Sans faire de vagues, Staffan de Mistura est arrivé à Laâyoune le lundi 4 septembre. A l’approche de la remise de son rapport au secrétaire général de l’ONU, de Mistura tente d’apprécier l’évolution de la situation sur le terrain. Mais sa tâche est rude. À quelques semaines de la prochaine résolution onusienne (octobre), force est de constater que l’envoyé personnel du Secrétaire général n’a pas réussi à faire avancer le dossier.
De Mistura est évidemment entravé par le non-respect de la résolution précédente, la 2654, par les parties prenantes que sont l’Algérie et le Polisario. Ce dernier rejette tous types de négociations, réfutant les progrès réalisés dans ce dossier par l’approche onusienne. Pis, le mouvement séparatiste balaie d’un revers de main tous les acquis du dossier, et souhaite réinstaller comme base de négociation le plan de règlement de 1991 qui évoque la tenue d’un référendum d’autodétermination dans les provinces du Sud.
L’Algérie, de son côté, revient à ses vieux démons. Alors qu’elle a participé par deux fois au mécanisme des tables rondes institué par l’ancien envoyé spécial Horst Köhler, elle réfute désormais un quelconque rôle dans ce dossier, arguant que le conflit oppose uniquement le Maroc et le Polisario. Suite à une visite effectuée par le ministre algérien des Affaires étrangères à Washington en août dernier, Alger s’est même permis de retoucher une expression du département d’Etat parlant de “toutes les parties concernées”, qui deviendra “deux parties concernées”.
Dans l’absolu, rien de ce que la résolution précédente avait préconisé n’a été suivi par Alger et le Polisario. Ce dernier a poursuivi ses attaques le long du mur de défense, il a persisté à gêner l’action de la Minurso et, bien entendu, avec l’assentiment d’Alger, n’a jamais entamé un quelconque recensement des populations réfugiées à Tindouf. De son côté, Alger a boudé les négociations, déplorant le “déséquilibre élémentaire consenti par ce texte (la résolution 2654, ndlr.) qui manque cruellement de responsabilité et de lucidité”.
À l’approche de la résolution d’octobre, les États-Unis semblent vouloir bouger les lignes.

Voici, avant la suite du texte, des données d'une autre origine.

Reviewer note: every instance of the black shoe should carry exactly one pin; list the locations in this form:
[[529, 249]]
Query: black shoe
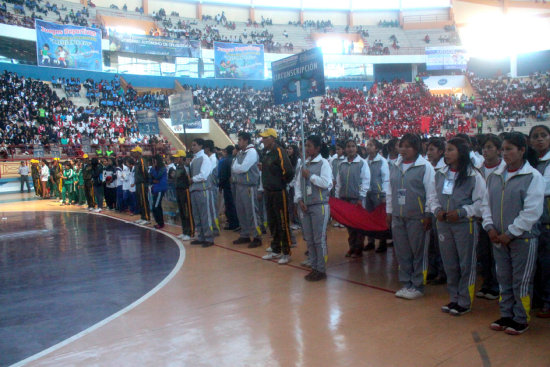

Le sous-secrétaire d’Etat adjoint pour l’Afrique du Nord, Joshua Harris, s’est rendu à Rabat en coup de vent, le jeudi 7 septembre, après une visite de quelques jours en Algérie. Au terme d’un tête-à-tête avec Nasser Bourita, le diplomate américain a réaffirmé le soutien des États-Unis au plan marocain d’autonomie, considéré “comme sérieux, crédible et réaliste”.
Les rumeurs disaient qu’Harris était venu avec un plan de médiation entre Rabat et Alger dans son attaché-case. Mais le sous-secrétaire d’Etat n’en a fourni aucun signe. L’entretien qu’il a accordé le 5 septembre au journal algérois El Watan est un modèle de politiquement correct. “Trouver une solution politique durable et digne” est son mantra. Harris s’est aussi rendu à Tindouf pour rencontrer le chef du Polisario Brahim Ghali. Il qualifiera les conditions de vie dans les camps “de situation très grave”. Mais ça s’arrête là.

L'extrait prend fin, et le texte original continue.